A jornada de uma década de Raczka para trabalhar no Almeida não poderia ser mais diferente do sucesso da noite para o dia da estrela de sua peça, Alison Oliver. A jovem atriz conseguiu a impressionante façanha de se formar direto da Lir Academy de Dublin para o seu papel em ‘Conversations With Friends’, de Sally Rooney, antes de conseguir um papel no próximo filme de Emerald Fennell, ‘Saltburn‘.
Ela faz parte de uma geração de atores irlandeses que estão conquistando a TV e o cinema: após o seu aclamado papel em ‘Normal People‘ (2020) da BBC, o seu colega de classe Paul Mescal acaba de receber uma indicação ao Oscar por seu papel em ‘Aftersun‘. “As mais recentes indicações ao Oscar são a maior representação irlandesa que já tivemos”, diz Oliver. “Parece que estamos em ascensão e tenho orgulho de fazer parte disso da maneira pequena que sou.”

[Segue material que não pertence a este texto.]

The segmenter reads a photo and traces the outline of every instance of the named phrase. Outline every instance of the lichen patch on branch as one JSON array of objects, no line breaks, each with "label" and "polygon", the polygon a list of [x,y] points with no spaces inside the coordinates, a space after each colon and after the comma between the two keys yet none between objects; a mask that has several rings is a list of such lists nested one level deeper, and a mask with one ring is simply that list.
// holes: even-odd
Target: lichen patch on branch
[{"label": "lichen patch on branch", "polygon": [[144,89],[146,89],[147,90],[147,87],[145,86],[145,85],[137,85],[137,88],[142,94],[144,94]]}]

Apesar de percursos diferentes e personalidades contrastantes, é evidente que as duas têm gostado de trabalhar juntas, numa sala de ensaios dirigida pelo diretor artístico do Teatro Almeida, Rupert Goold, a quem Raczka descreve como “muito exigente, no bom sentido – fizemos muitas mudanças, mas estamos notavelmente na mesma página”.

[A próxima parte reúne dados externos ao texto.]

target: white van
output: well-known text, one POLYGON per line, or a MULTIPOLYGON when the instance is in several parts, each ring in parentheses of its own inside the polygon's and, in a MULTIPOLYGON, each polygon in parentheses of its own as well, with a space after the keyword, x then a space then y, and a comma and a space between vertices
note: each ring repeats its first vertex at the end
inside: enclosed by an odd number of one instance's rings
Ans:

“Tive muita sorte de começar a minha carreira trabalhando com escritoras”, diz Oliver. “Elas são particularmente brilhantes em escrever mulheres ferozes, descaradas e complexas que estão no comando de suas histórias.”
E ‘Women, Beware the Devil’ certamente demonstra o feminismo em ação, embora de um tipo distorcido, onde as mulheres podem ser tão estranhas, violentas e perturbadoras quanto os homens, à sua maneira distinta.
‘Women, Beware the Devil’ está no Teatro Almeida até 25 de março.